Mi piacerebbe leggere il parere dei TANTI che si sono scatenati sulla scarcerazione dei PRESUNTI terroristi o sulla sentenza delle "zingare", a proposito di questa "notiziuola" REGOLARMENTE assente da TUTTI i Tg di regime.
41 bis, tutta l’Antimafia contro Castelli
Critiche al ministro per il via libera alle revoche del carcere duro di cui hanno beneficiato 54 boss
Marzio Tristano
PALERMO Per i boss in carcere vetri blindati, isolamento e impossibilità di comunicare esistono solo sulla carta: il pugno duro del governo contro i mafiosi detenuti è un’affermazione di principio che non trova riscontri nella realtà. La commissione Antimafia, con una decisione insolitamente unanime, boccia il ministro Castelli, accusato di non aver contrastato subito le revoche del carcere duro di cui hanno beneficiato 54 boss nel primo semestre del 2003, e la sua scelta politica di non infliggere - ai mafiosi di rango - più di un anno alla volta di carcere speciale.
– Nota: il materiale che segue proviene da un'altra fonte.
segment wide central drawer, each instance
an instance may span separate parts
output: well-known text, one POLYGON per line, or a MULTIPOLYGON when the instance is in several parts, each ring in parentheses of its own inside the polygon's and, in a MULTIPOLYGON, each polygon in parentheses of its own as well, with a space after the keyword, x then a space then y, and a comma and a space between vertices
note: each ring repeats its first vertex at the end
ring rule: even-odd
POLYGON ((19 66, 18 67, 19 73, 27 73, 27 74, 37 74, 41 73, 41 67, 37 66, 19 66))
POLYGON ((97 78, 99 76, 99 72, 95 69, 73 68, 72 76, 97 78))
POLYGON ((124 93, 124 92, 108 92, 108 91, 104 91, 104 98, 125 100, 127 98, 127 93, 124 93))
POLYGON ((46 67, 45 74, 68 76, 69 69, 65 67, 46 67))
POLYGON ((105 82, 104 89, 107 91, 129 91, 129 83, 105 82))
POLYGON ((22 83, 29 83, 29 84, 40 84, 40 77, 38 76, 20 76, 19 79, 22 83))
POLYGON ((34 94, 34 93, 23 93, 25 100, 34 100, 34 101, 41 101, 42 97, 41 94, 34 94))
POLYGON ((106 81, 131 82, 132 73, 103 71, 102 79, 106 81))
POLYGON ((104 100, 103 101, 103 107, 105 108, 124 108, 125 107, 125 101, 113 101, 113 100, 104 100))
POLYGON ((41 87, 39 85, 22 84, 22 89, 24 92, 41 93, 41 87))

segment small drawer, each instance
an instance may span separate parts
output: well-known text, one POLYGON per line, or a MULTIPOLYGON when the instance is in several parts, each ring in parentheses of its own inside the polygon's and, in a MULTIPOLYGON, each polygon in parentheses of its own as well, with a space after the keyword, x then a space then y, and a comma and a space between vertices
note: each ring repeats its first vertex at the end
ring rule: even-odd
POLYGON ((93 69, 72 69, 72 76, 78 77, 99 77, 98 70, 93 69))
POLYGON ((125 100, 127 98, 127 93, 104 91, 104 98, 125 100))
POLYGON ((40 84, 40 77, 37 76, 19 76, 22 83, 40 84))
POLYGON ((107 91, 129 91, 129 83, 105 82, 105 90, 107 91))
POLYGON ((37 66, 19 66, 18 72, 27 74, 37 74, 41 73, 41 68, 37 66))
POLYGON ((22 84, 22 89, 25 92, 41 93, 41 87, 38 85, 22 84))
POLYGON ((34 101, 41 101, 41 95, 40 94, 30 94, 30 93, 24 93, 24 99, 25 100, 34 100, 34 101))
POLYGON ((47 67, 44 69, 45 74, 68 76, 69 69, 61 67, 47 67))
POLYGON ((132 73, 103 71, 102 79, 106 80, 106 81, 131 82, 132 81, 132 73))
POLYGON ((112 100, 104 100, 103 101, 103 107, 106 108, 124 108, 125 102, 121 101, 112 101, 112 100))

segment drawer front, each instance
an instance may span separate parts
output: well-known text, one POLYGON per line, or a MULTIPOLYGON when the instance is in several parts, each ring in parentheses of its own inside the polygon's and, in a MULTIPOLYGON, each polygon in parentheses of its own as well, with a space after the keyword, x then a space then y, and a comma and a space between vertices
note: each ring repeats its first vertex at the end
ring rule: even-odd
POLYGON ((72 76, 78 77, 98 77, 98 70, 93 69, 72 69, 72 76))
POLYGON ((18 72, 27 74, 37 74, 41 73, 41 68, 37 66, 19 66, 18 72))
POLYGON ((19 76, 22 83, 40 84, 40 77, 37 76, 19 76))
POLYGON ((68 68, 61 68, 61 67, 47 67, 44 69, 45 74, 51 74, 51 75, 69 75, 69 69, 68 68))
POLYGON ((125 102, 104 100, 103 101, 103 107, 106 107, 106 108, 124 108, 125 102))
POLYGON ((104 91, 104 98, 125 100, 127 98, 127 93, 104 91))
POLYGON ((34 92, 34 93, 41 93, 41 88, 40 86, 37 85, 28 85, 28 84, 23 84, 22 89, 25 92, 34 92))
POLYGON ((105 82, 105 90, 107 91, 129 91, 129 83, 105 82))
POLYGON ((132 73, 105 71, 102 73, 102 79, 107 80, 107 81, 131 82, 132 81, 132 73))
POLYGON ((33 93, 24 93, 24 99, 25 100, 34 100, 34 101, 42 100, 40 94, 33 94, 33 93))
E rimprovera anche molte procure, accusate di non aver presentato ricorso in ben 54 casi di revoca su 65. Il guardasigilli replica «sconcertato»: «La legge parla chiaro: la responsabilità di revocare il 41 bis spetta alla magistratura e non al ministro, il quale, come stabilito dalla Costituzione e come ripetuto in modo ossessivo da Anm e sinistra, non può sindacare sulle decisioni dei giudici. Il parere dell'antimafia è sconcertante: nella relazione, infatti, viene chiesto al ministro di assumere iniziative di carattere giurisdizionale».
L'applicazione del 41 bis, vero e proprio spauracchio per i mafiosi in carcere e fiore all'occhiello dell'azione antimafia del governo Berlusconi, accende una polemica istituzionale tra commissione e ministro, che scarica ogni responsabilità sui magistrati, chiamati, a suo parere, a decidere autonomamente le revoche del famigerato regime speciale. E il Guardasigilli chiama in causa il Dap, il Dipartimento dell'amministrazione penitenziaria: «Mi stupisco invece che la Commissione non si sia accorta di un dato che invece mi preoccupa: malgrado l'asserita pericolosità di alcuni terroristi islamici detenuti, non ho mai ricevuto dal Dap alcun documento che predisponesse il 41 bis per qualcuno di essi. La cosa francamente mi stupisce».
Nel primo semestre del 2003 erano state ben 54 e il trend faceva ben sperare i detenuti visto che, come sottolinea la commissione Antimafia, dopo l'approvazione della legge - preceduta da appelli di boss del calibro di Leoluca Bagarella - «é calato il silenzio, sono cessate le proteste violente ed eclatanti, non ci sono stati più proclami, né tentativi di “trattativa”». «Per questo - sostiene la Commissione - è necessario un costante monitoraggio per evitare che i boss continuino a comandare dal carcere».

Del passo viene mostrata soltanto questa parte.